The art of making traditional wooden Etikoppaka toys, popularly known as Lakkapidathalu is more than 400 years old. The quaint village of Etikopakka located on the banks of the river Varaha is renowned for its lacquer coated wooden toys and this art of toy-making also known as turned wood lacquer craft was patronized by affluent landlords of the region who wanted exquisite toys for their children.
Wooden canons, bullock carts, toy trains, idols of gods and goddesses, spinning tops and kitchen sets that were complete with cooking vessels, ladles, an imitation coal stove, a stone grinder and even a well were a part of everyday life in the households of many villages nearby. It was quite common to see wooden bowls as a part of a bride’s collection to hold turmeric, kumkum, betel nuts and other aromatics.

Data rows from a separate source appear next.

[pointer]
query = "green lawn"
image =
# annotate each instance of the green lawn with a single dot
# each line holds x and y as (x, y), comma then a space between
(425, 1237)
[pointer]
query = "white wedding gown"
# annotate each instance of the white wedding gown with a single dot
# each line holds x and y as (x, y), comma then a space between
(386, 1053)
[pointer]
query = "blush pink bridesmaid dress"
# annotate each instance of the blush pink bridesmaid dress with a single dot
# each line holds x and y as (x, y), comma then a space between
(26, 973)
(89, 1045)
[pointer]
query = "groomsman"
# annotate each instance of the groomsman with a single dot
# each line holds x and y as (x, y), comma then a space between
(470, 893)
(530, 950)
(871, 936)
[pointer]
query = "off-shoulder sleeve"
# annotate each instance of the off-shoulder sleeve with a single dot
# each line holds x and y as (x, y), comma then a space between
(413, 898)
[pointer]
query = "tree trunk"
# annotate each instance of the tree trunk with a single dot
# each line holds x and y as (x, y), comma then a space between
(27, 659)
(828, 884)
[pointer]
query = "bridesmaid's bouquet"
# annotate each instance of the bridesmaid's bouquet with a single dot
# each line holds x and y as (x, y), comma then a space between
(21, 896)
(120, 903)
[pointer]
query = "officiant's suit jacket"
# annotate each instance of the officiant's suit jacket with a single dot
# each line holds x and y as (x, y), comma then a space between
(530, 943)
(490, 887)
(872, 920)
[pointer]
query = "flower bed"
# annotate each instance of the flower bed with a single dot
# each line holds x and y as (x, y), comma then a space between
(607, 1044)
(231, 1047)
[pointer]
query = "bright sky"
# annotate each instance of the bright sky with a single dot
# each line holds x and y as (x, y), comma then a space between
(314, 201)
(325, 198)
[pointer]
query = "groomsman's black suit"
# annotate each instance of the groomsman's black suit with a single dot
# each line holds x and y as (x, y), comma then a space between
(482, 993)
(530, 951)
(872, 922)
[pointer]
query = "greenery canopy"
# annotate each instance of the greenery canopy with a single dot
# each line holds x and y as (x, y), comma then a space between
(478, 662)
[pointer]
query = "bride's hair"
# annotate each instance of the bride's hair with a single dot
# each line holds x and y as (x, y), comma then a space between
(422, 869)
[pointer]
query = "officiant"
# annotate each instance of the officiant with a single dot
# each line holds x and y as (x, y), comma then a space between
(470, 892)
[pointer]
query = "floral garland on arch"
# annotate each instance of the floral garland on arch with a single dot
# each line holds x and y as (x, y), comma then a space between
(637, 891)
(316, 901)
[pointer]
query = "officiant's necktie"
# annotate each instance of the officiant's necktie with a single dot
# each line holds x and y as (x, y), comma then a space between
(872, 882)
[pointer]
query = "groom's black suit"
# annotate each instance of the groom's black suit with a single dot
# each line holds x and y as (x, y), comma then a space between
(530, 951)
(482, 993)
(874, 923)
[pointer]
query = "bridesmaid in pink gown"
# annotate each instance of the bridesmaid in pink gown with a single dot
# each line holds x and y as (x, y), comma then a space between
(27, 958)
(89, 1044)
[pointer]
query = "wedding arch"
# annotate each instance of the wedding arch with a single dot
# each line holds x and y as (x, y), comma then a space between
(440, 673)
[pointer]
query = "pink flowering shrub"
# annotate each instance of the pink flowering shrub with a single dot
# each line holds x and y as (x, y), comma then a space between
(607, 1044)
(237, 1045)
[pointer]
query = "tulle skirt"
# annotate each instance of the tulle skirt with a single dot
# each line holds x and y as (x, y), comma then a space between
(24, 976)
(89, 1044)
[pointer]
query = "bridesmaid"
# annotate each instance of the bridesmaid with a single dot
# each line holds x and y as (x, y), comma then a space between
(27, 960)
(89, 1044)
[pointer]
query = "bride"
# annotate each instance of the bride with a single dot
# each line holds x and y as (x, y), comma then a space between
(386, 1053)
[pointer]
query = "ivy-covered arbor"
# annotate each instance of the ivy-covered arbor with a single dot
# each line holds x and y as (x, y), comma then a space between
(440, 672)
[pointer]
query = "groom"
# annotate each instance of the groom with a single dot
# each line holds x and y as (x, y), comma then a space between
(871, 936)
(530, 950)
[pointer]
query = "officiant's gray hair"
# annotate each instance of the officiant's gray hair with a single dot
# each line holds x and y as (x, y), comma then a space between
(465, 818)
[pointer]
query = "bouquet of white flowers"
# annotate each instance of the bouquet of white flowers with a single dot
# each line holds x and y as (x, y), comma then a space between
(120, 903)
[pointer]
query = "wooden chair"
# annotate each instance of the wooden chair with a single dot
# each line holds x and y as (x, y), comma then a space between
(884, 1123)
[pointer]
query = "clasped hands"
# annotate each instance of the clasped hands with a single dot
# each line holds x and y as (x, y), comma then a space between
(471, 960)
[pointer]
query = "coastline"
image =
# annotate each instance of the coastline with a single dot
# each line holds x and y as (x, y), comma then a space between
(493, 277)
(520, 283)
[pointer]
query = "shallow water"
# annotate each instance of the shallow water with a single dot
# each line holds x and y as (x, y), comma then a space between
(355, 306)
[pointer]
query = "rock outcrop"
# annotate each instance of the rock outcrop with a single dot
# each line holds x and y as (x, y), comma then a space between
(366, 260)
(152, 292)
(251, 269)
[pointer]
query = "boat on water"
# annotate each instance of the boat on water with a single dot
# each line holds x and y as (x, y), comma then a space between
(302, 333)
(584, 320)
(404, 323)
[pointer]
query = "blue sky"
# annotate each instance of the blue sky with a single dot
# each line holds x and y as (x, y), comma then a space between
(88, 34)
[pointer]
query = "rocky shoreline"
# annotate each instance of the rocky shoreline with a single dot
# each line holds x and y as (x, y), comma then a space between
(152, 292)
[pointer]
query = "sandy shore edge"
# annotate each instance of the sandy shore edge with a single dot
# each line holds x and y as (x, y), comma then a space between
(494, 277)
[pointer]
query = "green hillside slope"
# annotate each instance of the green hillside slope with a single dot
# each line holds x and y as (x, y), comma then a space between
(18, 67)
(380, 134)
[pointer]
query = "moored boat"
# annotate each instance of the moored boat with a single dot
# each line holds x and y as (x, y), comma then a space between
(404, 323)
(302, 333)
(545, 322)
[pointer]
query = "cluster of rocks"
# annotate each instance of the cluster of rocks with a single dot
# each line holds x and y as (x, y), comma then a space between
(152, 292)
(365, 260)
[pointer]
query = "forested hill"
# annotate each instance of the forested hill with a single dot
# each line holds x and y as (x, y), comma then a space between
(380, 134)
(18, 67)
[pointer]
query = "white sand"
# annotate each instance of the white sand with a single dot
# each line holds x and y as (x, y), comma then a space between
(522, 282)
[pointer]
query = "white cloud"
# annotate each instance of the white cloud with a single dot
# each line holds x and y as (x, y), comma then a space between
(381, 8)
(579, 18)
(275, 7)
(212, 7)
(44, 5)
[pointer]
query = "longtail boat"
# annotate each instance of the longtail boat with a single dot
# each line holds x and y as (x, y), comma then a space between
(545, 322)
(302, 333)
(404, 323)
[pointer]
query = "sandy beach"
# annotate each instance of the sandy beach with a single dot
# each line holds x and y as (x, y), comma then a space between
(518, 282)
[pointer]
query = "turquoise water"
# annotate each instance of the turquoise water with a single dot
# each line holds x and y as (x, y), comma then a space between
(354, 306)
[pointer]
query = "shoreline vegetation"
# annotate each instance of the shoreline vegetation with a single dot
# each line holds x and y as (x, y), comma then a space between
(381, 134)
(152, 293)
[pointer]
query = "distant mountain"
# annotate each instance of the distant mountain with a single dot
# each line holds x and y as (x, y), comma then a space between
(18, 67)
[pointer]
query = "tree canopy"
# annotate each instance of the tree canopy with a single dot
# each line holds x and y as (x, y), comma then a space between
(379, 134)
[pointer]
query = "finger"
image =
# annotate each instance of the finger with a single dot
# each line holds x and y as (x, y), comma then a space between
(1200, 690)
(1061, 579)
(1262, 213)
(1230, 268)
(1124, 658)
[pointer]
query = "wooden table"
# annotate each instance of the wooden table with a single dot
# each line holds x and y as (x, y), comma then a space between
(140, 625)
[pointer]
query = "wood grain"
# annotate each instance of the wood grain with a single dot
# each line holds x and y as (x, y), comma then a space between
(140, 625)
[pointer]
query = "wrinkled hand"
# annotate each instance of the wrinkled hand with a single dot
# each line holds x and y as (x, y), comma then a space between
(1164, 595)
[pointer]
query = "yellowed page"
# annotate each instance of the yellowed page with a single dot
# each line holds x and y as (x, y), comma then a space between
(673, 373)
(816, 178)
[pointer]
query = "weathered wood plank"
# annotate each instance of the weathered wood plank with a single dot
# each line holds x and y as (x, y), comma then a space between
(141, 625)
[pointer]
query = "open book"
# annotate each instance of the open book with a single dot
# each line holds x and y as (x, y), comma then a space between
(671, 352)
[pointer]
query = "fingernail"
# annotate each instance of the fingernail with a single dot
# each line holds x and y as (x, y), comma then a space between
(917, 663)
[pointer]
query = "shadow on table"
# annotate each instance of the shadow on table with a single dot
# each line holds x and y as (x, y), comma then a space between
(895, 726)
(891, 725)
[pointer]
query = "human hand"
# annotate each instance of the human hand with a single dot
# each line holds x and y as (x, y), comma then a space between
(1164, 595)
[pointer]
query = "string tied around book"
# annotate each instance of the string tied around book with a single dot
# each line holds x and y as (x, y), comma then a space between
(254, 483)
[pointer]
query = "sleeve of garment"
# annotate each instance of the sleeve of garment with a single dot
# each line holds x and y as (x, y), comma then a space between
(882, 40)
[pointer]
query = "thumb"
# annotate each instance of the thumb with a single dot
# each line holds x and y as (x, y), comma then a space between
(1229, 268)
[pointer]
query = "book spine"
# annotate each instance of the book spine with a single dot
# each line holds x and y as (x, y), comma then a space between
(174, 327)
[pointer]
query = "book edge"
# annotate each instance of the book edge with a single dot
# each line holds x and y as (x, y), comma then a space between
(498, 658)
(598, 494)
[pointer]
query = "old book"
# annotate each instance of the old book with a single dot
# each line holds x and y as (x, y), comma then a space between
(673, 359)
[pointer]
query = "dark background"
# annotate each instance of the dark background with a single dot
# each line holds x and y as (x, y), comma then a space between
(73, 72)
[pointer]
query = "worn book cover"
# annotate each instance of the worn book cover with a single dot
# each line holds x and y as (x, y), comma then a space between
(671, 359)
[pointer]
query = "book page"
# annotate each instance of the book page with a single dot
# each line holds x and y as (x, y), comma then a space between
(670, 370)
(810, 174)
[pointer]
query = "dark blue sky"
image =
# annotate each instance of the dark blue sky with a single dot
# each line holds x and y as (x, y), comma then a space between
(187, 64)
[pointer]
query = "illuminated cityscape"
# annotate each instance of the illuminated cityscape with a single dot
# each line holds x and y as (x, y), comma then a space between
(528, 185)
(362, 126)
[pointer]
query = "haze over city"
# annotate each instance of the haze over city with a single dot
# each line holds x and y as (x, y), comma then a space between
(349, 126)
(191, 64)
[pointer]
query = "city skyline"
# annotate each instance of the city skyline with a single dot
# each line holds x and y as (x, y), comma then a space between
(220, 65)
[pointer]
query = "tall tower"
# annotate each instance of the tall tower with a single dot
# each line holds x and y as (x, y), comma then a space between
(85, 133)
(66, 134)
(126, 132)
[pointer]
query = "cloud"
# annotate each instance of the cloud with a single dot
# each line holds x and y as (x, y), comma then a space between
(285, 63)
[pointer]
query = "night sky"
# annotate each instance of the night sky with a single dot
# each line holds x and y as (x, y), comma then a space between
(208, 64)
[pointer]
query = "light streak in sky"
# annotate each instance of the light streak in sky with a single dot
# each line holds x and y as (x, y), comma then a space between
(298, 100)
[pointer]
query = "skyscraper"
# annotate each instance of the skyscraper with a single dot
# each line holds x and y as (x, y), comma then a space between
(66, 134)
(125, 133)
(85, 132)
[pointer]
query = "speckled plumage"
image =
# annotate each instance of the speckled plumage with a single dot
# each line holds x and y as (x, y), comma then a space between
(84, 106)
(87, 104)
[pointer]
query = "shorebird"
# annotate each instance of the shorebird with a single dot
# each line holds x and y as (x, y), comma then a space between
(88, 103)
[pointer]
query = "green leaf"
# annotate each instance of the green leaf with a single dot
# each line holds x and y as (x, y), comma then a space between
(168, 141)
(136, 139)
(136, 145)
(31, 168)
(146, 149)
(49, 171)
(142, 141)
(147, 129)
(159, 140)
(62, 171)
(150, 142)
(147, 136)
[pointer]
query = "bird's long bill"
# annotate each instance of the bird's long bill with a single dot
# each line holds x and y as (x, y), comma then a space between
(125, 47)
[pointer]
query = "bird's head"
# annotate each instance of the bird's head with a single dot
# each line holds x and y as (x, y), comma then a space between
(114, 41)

The soft wood used for these toys is from the locally grown Ankudu. It is lightweight and easy to chop and chisel to create desired shapes and forms. The logs of wood are dried in the sun for weeks to remove any moisture and then the bark is scraped off. The wood is then roughly sawed into blocks of different sizes.
After the unique shape is created, it is coloured with the natural dyes prepared from seeds, lacquer, bark, roots and leaves. It is believed that the application of lacquer was first introduced in 1906. The lacquer is a colourless resinous secretion of a certain species of insects and is collected by tribals from nearby jungles and mixed with colours and rolled into long sticks. Biksa seed powder is boiled in water to get the rich red colour, yellow colour is from turmeric, blue colour is a combination of turmeric and indigo and black colour is from jaggery, iron rust and karakari. Clarified lacquer is blended and oxidized with the prepared vegetable dyes. The end product obtained is a glossy and evenly coloured lacquer. As the resin is highly flammable, the application on the lathe turned wooden articles has to be done meticulously for it melts fast.
The Etikoppaka toys were beautifully packed and sold in woven palm fronds containers in the earlier days. The application of luxurious lacquer on wood in pleasing shades and colours creates a distinctive appeal with smooth wooden shapes, rounded contours, shiny surfaces and exemplary craftsmanship and it is no surprise that these wooden toys are not only famous in India but also exported to many countries of the world. Etikoppaka toys received the Geographical Indication Tag (GI) in 2017.